Choi Yoon-chil

Personal information
- Born: 19 July 1928 Dancheon, Korea, Empire of Japan
- Died: October 8, 2020 (aged 92)

Sport
- Country: South Korea
- Sport: running
- Event: marathon

Korean name
- Hangul: 최윤칠
- Hanja: 崔崙七
- RR: Choe Yunchil
- MR: Ch'oe Yunch'il

Achievements and titles
- Olympic finals: 1948 (DNF), 1952(4th)
- National finals: Two-time champion

Medal record
Men's athletics
Asian Games
| Gold medal – first place | 1954 Manila | Men's 1500 m |
| Silver medal – second place | 1954 Manila | Men's 5000 m |

= Choi Yoon-chil =

South Korean long-distance runner (1928–2020)

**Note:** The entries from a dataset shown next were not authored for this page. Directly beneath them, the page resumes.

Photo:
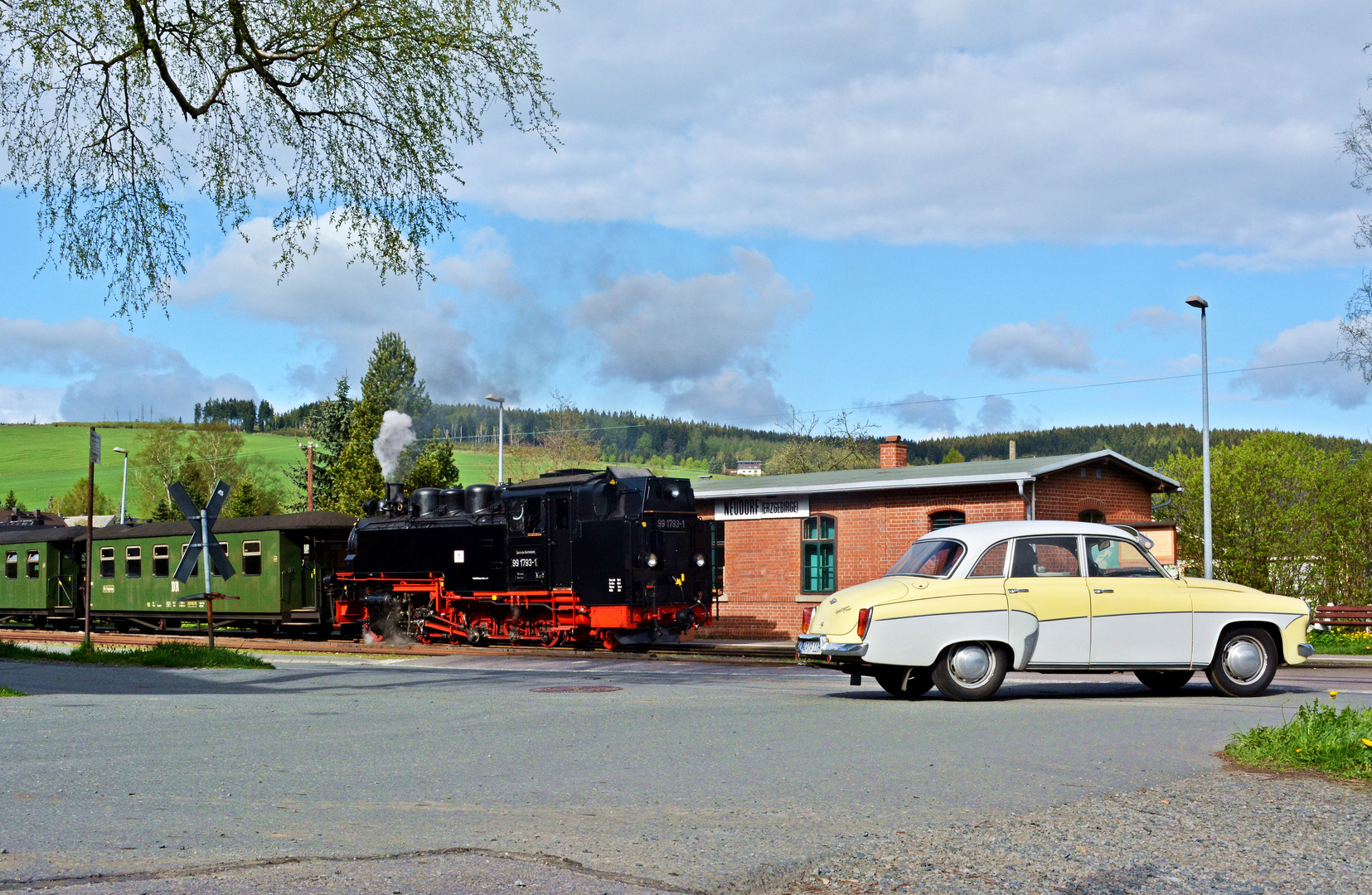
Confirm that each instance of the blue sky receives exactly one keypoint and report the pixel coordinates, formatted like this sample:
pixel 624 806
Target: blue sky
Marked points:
pixel 767 206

Choi Yoon-chil (19 July 1928 - 8 October 2020) was a South Korean long-distance runner who was a two-time Olympian and a two-time national champion in the marathon.

==Career==
Choi led the marathon at the 1948 Summer Olympics in London before dropping out with less than 5 kilometers left in the race. He finished third in the 1950 Boston Marathon, but the Boston Athletic Association denied his entry into the following year's event because of the Korean War. BAA President Walter A. Brown stated: "While American soldiers are fighting and dying in Korea, every Korean should be fighting to protect his country instead of training for marathons. As long as the war continues there, we positively will not accept Korean entries for our race on April 19." In 1952, Choi finished fourth in the Olympic marathon at Helsinki.